Saturday, 20 September 2008

US government plan drives market surge

Finally, US government officials are coming up with a comprehensive plan to stop the financial crisis. Bloomberg reports:

The U.S. government moved to cleanse banks of troubled assets and halt an exodus of investors from money markets in the biggest expansion of federal power over the financial system since the Great Depression.

"We're talking hundreds of billions," Treasury Secretary Henry Paulson said in a press conference. "This needs to be big enough to make a real difference and get to the heart of the problem."

The Treasury is likely to run the program, which would involve auctions where the government buys devalued assets, said House Financial Services Committee Chairman Barney Frank. The plan is designed as a comprehensive approach after a series of individual rescues failed to stem the crisis.

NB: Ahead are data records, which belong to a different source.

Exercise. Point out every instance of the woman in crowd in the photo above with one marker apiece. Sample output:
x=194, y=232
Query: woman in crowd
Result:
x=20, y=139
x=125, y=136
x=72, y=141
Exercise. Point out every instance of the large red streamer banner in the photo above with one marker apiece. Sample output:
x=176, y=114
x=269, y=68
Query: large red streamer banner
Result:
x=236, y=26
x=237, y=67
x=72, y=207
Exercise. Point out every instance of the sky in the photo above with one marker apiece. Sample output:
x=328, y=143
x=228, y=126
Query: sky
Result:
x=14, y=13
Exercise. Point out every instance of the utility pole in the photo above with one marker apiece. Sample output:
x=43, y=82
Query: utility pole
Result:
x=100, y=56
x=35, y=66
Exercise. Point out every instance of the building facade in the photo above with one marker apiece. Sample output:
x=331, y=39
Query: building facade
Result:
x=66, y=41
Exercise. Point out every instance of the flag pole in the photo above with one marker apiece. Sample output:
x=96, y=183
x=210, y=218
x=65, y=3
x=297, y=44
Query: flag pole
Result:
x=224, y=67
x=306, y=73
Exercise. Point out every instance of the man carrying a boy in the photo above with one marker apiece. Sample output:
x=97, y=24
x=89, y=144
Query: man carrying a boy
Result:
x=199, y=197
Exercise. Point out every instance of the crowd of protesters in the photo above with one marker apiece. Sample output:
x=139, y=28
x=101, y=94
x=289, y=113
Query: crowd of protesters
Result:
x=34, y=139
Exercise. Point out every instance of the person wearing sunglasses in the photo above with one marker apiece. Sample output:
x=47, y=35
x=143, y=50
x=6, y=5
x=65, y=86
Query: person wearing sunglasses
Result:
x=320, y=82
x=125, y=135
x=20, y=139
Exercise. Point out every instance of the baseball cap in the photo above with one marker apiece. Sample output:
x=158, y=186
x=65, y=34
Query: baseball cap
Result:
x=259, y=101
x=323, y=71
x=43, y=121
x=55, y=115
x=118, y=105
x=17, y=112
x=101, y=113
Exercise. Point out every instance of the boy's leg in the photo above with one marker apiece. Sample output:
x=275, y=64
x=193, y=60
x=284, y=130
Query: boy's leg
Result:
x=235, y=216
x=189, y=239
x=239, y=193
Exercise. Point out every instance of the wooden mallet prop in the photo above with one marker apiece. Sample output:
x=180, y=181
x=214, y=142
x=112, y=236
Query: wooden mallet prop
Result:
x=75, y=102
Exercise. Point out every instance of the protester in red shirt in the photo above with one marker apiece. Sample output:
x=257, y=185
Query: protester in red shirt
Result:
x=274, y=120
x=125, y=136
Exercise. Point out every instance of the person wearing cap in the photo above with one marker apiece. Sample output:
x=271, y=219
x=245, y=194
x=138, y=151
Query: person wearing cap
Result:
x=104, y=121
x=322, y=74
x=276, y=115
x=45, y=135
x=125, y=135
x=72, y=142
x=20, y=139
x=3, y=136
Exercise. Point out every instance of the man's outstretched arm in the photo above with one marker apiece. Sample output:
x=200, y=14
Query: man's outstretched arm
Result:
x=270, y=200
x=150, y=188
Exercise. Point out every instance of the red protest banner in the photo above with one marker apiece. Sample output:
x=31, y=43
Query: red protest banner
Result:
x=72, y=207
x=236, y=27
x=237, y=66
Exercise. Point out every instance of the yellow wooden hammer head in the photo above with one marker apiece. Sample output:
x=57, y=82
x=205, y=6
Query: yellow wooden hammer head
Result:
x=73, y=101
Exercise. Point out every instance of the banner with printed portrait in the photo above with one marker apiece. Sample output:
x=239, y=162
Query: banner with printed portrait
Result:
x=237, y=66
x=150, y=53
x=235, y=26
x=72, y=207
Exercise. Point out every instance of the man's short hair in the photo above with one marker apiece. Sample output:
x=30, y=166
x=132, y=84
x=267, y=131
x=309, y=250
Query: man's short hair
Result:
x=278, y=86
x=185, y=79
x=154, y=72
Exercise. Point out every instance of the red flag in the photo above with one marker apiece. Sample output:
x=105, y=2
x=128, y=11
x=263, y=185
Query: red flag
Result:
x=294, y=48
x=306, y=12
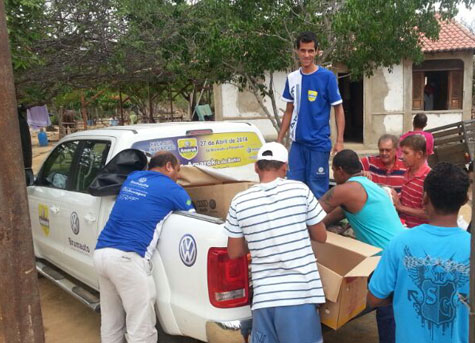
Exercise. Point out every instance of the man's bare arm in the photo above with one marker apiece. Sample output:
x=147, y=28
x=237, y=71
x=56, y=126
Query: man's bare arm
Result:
x=331, y=199
x=334, y=216
x=318, y=232
x=237, y=247
x=340, y=127
x=285, y=121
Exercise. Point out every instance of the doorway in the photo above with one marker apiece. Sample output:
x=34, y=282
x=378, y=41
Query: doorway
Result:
x=352, y=95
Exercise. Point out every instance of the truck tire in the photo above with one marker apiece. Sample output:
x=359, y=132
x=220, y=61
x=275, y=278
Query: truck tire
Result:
x=166, y=338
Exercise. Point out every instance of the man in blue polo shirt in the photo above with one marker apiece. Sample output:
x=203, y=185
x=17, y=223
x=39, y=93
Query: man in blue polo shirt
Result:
x=310, y=92
x=126, y=244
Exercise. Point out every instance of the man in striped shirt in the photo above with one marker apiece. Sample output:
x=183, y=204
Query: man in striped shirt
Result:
x=275, y=221
x=409, y=203
x=385, y=169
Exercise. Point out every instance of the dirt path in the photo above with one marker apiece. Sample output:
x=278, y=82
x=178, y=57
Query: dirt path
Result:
x=66, y=320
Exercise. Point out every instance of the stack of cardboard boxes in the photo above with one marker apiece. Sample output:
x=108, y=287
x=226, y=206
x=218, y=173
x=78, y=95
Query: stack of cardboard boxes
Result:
x=344, y=263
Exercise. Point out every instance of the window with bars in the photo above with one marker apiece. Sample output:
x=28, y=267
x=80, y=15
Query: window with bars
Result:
x=437, y=85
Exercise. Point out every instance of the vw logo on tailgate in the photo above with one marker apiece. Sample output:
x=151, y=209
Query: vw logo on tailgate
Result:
x=74, y=220
x=187, y=248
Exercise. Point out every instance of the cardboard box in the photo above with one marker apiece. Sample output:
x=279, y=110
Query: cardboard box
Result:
x=344, y=265
x=214, y=200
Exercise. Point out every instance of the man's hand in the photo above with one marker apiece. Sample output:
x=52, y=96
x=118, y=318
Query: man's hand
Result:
x=337, y=147
x=366, y=173
x=396, y=199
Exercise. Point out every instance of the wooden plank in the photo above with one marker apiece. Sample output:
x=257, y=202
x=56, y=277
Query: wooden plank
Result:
x=439, y=128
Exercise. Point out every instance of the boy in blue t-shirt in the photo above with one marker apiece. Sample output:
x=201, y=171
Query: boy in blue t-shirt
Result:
x=424, y=271
x=310, y=92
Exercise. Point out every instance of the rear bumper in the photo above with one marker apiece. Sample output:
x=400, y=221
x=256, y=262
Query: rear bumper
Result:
x=228, y=332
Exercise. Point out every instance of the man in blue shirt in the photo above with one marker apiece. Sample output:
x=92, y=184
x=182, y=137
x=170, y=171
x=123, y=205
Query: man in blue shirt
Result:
x=372, y=216
x=310, y=92
x=424, y=272
x=126, y=245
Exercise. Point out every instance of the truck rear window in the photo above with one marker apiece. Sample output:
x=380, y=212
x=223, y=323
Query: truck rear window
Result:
x=217, y=150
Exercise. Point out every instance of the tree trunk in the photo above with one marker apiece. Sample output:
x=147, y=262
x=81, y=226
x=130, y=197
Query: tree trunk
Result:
x=150, y=105
x=19, y=296
x=171, y=101
x=471, y=319
x=84, y=110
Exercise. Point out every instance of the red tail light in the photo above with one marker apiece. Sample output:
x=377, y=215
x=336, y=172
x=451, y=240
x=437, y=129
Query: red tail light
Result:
x=228, y=279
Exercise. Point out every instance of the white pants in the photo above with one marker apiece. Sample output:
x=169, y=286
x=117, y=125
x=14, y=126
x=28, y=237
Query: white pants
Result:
x=127, y=297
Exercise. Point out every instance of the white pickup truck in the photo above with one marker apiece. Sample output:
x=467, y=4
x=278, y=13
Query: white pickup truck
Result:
x=201, y=293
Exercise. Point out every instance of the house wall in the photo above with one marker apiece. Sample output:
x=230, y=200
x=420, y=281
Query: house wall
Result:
x=388, y=99
x=236, y=105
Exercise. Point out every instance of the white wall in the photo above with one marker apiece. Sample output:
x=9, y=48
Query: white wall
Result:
x=394, y=100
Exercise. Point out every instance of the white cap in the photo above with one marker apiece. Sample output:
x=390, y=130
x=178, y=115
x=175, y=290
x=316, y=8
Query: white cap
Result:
x=273, y=152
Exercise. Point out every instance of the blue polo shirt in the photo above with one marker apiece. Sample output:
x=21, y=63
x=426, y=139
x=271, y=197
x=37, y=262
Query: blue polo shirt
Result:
x=312, y=95
x=144, y=202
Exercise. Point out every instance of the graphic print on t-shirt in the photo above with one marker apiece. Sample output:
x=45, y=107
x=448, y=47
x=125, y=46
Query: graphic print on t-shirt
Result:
x=436, y=297
x=312, y=95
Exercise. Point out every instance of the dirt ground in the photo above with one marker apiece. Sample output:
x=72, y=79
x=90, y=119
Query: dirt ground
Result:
x=66, y=320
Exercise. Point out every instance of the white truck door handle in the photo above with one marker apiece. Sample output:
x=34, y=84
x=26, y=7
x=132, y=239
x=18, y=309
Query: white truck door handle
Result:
x=89, y=218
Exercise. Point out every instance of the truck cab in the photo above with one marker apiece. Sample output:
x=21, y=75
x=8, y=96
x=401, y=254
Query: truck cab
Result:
x=201, y=293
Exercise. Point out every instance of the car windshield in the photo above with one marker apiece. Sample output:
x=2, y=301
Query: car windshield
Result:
x=217, y=150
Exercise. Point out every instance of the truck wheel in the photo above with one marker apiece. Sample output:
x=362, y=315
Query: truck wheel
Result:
x=166, y=338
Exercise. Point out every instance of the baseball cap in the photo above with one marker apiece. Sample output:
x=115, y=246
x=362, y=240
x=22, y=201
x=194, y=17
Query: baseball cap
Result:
x=273, y=152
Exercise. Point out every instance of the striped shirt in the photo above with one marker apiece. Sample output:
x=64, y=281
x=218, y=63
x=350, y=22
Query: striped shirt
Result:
x=273, y=219
x=383, y=176
x=411, y=194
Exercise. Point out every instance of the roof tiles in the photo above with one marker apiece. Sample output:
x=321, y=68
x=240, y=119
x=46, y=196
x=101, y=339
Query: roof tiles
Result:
x=452, y=37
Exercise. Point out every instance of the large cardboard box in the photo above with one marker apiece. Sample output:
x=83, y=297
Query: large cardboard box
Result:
x=214, y=200
x=344, y=265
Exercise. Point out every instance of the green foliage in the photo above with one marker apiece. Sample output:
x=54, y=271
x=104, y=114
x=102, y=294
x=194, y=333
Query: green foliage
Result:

Markets reacted explosively. MarketWatch reports:

U.S. stocks rocketed higher Friday, with the major stock indexes wiping out a week of shattering losses, as Wall Street cheered the government's moves to kick-start credit markets as well as plans to move against short sellers...

The Dow Jones Industrial Average rose 368.75 points to end at 11,388.44, a lapse of 0.3% from a week ago...

On the New York Mercantile Exchange, gold futures plunged the most in more than 25 years, with the spot month closing down $32.30 at $864.70 an ounce. Read Metals Stocks.

The price of oil gained, with crude futures recently up $6.67 to end at $104.55 a barrel. See Futures Movers.

The dollar slipped as investors pondered the possibly negative aspects of the nascent U.S. government plan to take on the toxic assets plaguing the financial sector. See Currencies.

Treasury prices plunged, sending yields on benchmark notes up the most in two decades. Read Bond Report.

Overseas, Chinese stocks in Shanghai and Hong Kong surged more than 9% See Asia Markets.

European shares surged to their best one-day percentage gain ever, with the Pan-European Dow Jones Stoxx 600 climbing 8.3%. Read more.

Emerging-market stocks around the globe also rallied. See Emerging Markets Report.

Steve Waldman at Interfluidity is somewhat less thrilled with the plan though.

Today's big news is the hint of a bail-out to end all bail-outs. I often have mixed feelings about Robert Reich's commentary, but I commend to you his piece today.

There is no question that we are going to spend a lot of public money to address the current crisis... The question we should be asking is not whether or how much, but to whom and for what...

As far as the money is concerned, throw it at infrastructure. Increase worker bargaining power by offering Federally funded retraining sabbaticals for any worker over thirty who decides they want to retool. I'd rather see a new WPA than a new RTC. If it is true that during a debt deflation, the government can spend freely without fear of inflation, let's spend in a way that balances the economy, not in a manner that tries to ratify the imbalances that brought us here in the first place.